With 3e CN it's the opposite: typically the chaotic element would be played up without any restraint, often resulting in actions that would normally considered 'evil'.
 

In our games, Lawful neutral is often a strong (I was gonna say vibrant, but that's not right for LN) force in the world. Its a "strong government" type of loyalist or nationalist that are often the driving force behind nations in our games. The byword is often "right or wrong, our country". Definitely not Lawful Good or Evil, but Unaligned doesn't really cover it either.

I also feel there is quite a strong distinction between Neutral Good (velvet gloves) and Chaotic Good (do what thou wilt), tough this is a bit harder to put into examples. And Chaotic Neutral is to me a pretty good classification of libertarian capitalism. I don't feel any of these are redundant.

But in 4E, all of this doesn't matter. I feel the 4E alignment handles are insufficient for describing alignment, but I am relieved it no longer matters. In 3E, you were sometimes punished for picking an alignment, where a Neutral character could escape consequences, and that was a price of role-playing and heroism I definitely did not like. Thus I still prefer the wishy-washy 4E system to the game-effect 3E system. If I like I can use the 3E names of the alignments (in fact, I do so), and everyone around here will still know what I'm talking about, but there is no game effect.

PS: When classifying the alignment of Corellon, Chaotic Good became Unaligned.
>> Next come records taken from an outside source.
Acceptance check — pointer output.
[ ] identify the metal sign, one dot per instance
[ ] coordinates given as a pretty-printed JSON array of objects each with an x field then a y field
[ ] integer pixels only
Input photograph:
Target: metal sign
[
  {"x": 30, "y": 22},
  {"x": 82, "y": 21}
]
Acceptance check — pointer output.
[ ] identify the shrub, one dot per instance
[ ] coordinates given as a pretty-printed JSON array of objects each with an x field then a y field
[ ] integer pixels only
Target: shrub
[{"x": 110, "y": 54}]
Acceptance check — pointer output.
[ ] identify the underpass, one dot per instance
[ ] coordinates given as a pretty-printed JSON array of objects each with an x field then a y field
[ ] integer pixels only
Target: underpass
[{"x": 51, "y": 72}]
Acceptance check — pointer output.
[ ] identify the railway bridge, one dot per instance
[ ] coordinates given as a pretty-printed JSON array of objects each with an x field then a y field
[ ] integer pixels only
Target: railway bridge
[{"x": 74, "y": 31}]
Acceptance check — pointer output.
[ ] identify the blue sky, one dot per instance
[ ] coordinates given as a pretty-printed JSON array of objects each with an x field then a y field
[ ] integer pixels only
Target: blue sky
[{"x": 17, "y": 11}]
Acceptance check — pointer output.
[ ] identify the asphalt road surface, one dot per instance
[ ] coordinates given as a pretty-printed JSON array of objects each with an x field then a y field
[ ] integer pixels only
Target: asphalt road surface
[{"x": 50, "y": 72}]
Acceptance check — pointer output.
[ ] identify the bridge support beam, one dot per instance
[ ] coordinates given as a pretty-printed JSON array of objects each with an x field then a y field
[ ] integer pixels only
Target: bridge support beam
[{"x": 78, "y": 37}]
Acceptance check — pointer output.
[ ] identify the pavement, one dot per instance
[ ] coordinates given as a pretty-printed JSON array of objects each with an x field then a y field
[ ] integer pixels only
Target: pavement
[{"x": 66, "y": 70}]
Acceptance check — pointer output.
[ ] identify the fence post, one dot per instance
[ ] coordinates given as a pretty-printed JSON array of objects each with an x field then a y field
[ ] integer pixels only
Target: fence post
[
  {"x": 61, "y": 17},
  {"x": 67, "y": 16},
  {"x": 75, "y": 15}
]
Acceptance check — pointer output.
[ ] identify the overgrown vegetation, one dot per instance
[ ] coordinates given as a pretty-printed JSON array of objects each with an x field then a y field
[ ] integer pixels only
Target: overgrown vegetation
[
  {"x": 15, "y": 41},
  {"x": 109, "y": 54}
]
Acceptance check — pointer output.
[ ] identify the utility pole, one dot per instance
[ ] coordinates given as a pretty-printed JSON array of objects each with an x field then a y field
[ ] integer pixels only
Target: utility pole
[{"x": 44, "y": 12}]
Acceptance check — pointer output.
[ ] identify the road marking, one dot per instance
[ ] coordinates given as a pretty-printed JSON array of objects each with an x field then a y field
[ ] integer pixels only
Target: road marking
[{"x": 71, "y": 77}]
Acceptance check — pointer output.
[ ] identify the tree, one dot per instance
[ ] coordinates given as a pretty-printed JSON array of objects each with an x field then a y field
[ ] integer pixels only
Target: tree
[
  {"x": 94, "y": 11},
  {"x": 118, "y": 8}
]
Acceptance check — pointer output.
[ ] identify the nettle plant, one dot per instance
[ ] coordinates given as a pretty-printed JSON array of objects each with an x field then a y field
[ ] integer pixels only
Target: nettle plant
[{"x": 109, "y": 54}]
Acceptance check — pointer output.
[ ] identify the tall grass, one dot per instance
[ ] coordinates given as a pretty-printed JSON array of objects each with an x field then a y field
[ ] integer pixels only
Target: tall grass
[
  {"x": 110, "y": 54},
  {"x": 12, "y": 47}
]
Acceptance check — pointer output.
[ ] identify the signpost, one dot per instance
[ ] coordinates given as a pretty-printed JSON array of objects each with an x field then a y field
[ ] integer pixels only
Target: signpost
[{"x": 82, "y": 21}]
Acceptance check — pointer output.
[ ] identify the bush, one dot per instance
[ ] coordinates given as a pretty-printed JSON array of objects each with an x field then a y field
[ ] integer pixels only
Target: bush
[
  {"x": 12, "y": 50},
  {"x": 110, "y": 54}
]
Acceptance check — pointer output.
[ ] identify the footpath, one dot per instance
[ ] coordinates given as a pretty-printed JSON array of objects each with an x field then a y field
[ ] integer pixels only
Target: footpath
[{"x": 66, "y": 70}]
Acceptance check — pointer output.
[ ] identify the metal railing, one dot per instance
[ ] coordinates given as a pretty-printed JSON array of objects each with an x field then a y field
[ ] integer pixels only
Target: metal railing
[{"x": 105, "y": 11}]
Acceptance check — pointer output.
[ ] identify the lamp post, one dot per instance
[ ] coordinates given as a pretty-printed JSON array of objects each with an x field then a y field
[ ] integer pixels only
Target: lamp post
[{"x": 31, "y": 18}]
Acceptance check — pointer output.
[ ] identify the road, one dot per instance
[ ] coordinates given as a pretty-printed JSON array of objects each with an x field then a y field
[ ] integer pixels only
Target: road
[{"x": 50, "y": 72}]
The way Corellon is described in 4E, he still seems to be what 3E called CG, only that alignment does not exist anymore. But they did not make him Good. It seems they use a different alignment map than you, Jhaelen.
~DS.
 

Unaligned appears to be the alignment of political agendas, rather than good or evil. This makes infinite good sense, to me.

Given the number of complaints that I've heard over the years, it's a good thing that alignment has become nothing more than a role playing hand-wave. Five people can see the niceties of the same alignment in completely and fundamentally different ways. This becomes an issue when the DM and his players don't see eye-to-eye on an issue and there are real, mechanics effecting consequences to a breach of alignment. Much better that failure to follow strictures of religion and alignment result in social penalties, rather than mechanical ones.